Common Coronary Artery Disease Risk Variants in Endothelial Regulatory Elements Modulate Tetraspanin 14 Expression and Notch Signaling

Abstract

BACKGROUND: Coronary artery disease (CAD) is a complex condition and remains the leading cause of mortality worldwide. Genome-wide association studies have identified a CAD risk locus on chromosome 10q23 that is independent of traditional risk factors, providing an opportunity to uncover novel molecular mechanisms contributing to CAD pathogenesis. METHODS: Improved fine-mapping approaches were used to prioritize noncoding variants at the 10q23 locus within the intronic region of TSPAN14 (tetraspanin 14). Regulatory elements harboring lead variants were functionally interrogated using chromatin accessibility, 3-dimensional chromatin organization, and clustered regularly interspaced short palindromic repeats–mediated deletion approaches in endothelial cells (ECs).
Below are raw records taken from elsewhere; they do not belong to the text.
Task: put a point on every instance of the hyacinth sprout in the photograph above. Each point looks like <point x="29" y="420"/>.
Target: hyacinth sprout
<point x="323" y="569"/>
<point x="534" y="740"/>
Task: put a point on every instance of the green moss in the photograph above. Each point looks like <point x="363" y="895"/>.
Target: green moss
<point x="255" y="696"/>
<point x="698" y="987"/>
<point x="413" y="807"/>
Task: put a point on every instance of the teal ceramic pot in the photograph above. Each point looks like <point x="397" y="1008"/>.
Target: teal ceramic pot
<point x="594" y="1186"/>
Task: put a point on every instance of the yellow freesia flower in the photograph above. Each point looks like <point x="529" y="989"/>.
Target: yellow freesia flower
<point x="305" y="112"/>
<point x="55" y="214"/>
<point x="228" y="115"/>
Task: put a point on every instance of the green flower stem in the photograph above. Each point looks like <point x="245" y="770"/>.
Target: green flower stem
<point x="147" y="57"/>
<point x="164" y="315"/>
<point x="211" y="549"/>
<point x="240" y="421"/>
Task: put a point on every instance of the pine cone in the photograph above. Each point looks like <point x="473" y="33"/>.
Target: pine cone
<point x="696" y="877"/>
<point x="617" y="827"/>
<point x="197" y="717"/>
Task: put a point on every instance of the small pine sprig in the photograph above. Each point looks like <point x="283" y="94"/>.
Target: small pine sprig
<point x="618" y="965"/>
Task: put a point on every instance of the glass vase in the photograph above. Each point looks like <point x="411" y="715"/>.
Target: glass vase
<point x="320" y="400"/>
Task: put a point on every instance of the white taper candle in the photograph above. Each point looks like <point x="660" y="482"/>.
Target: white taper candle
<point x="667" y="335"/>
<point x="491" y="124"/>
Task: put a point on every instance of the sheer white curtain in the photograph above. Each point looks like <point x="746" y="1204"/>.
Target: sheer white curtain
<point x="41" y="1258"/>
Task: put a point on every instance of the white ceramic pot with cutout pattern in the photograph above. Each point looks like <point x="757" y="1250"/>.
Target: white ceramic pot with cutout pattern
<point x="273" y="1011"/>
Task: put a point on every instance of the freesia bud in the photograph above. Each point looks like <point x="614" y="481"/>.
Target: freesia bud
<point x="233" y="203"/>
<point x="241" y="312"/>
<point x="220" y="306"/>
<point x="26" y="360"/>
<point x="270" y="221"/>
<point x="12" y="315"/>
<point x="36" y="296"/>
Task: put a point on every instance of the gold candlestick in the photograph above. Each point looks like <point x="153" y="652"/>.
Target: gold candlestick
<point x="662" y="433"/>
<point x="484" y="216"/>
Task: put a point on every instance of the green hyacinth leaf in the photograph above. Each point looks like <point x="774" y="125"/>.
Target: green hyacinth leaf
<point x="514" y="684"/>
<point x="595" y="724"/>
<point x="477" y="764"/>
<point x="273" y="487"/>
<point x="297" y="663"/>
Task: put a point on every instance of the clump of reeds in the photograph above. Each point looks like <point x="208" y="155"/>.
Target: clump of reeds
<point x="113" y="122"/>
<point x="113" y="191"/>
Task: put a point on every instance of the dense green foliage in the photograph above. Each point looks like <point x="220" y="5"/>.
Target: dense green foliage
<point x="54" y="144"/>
Subsequently, TSPAN14 function in ECs was assessed using transcriptomic profiling, Notch signaling activation assays, and EC functional assay using gene knockout (KO) cell lines. RESULTS: Fine-mapping identified 2 lead variants, rs17680741 and rs12260962, located within regulatory elements predicted to affect TSPAN14 expression in monocytes and ECs, respectively. Chromatin accessibility, organization, and enhancer deletion assays demonstrated EC-specific function for the rs12260962-harboring regulatory element in TSPAN14 expression regulation. Loss of TSPAN14 resulted in significant transcriptomic changes related to Notch signaling, heart morphogenesis, cell adhesion, and wound healing. Functionally, TSPAN14 KO ECs exhibited impaired cell-cell junction integrity, reduced repair capacity, and diminished mechanosensitive responses. CONCLUSIONS: Together, these data identify a regulatory element harboring CAD-associated variant at the 10q23 locus that modulates TSPAN14 expression and downstream Notch signaling in ECs, thereby linking genetic risk to endothelial dysfunction relevant to CAD pathogenesis.